Bad Neuenahr-Ahrweiler – Zwei Jahre ist es her, dass die tödliche Flut ins Ahrtal kam – und jetzt gibt es die Katastrophe nach der Katastrophe.
Viele Opfer sind traumatisiert, Häuser nicht bewohnbar, in vielen Orten liegen noch Schlamm und Dreck. Bürokratie lähmt den Wiederaufbau. In vielen Fällen herrscht nur noch Resignation und Erschöpfung statt Wut.
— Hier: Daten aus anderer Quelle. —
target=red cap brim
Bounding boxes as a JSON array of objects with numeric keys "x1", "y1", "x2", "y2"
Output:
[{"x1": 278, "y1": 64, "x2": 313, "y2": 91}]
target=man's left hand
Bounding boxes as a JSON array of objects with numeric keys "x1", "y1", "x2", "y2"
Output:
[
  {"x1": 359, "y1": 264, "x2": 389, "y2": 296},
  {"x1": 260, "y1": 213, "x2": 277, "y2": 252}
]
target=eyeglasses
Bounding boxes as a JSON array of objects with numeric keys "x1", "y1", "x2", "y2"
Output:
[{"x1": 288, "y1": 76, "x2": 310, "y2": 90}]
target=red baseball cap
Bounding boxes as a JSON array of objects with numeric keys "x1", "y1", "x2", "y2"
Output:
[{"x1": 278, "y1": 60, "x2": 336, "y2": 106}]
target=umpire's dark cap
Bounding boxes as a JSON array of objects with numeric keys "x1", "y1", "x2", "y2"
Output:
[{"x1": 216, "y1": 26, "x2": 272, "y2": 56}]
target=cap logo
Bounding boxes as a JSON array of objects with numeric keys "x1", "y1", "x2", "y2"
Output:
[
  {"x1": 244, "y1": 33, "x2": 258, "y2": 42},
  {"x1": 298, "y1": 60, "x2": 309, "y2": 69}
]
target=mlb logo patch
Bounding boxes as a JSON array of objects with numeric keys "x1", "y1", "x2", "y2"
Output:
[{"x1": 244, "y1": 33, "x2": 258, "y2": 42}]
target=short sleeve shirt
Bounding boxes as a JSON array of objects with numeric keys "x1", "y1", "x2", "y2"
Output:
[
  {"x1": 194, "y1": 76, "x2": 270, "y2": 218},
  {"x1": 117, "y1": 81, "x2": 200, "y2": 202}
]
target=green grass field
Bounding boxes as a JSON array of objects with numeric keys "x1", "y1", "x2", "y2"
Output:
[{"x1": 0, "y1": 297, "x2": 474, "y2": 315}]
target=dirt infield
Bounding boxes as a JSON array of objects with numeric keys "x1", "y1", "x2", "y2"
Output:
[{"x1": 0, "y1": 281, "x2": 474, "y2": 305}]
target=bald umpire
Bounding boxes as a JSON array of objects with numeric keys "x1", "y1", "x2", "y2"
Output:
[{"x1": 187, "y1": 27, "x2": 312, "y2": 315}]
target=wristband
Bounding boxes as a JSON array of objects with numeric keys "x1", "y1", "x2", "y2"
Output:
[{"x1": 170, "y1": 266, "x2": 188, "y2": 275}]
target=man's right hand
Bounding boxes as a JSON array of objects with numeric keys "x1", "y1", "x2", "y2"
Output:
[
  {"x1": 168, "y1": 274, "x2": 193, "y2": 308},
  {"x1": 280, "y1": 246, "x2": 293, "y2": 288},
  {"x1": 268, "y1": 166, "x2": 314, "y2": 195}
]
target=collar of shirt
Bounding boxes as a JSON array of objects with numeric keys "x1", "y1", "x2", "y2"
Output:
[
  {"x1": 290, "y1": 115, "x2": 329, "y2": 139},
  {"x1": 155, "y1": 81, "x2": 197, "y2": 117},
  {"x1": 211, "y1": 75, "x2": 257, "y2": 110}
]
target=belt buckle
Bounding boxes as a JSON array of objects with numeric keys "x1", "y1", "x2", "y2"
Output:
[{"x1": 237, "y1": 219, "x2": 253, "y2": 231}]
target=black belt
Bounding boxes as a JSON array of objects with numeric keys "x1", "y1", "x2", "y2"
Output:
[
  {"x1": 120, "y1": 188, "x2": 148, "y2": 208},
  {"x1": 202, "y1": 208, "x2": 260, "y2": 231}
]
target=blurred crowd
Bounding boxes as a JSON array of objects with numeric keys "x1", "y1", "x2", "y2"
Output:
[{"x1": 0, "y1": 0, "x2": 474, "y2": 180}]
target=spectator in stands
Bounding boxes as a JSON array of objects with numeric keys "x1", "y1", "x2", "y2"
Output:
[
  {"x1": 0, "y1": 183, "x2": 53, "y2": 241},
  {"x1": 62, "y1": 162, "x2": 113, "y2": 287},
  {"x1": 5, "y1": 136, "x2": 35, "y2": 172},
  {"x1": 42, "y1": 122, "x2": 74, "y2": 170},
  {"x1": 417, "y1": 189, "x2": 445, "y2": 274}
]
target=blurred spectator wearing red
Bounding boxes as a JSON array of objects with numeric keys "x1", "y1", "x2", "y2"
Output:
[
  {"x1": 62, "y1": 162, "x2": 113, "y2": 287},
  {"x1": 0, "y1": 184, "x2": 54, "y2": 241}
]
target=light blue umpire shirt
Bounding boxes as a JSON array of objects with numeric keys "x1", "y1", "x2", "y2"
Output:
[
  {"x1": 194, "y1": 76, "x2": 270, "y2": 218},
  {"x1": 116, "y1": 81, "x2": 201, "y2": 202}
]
Doch es gibt auch Lichtblicke und Menschen, die mit aller Kraft für eine bessere Zukunft im Ahrtal kämpfen!
BILD engagiert sich mit der Hilfsorganisation „Ein Herz für Kinder“ im Flutgebiet. BILD war auch immer vor Ort, um ein Versprechen einzulösen, das die Menschen an der Ahr sich heute mehr denn je von der Politik wünschen würden: Wir haben und werden euch nie vergessen! Wie beim Flut-Leser-Gipfel in der Niederhutklause mitten in Ahrweiler, wo Betroffene und Helfer von ihren Sorgen und Nöten berichteten.
Hier lesen Sie die Schicksale der Menschen aus dem Ahrtal.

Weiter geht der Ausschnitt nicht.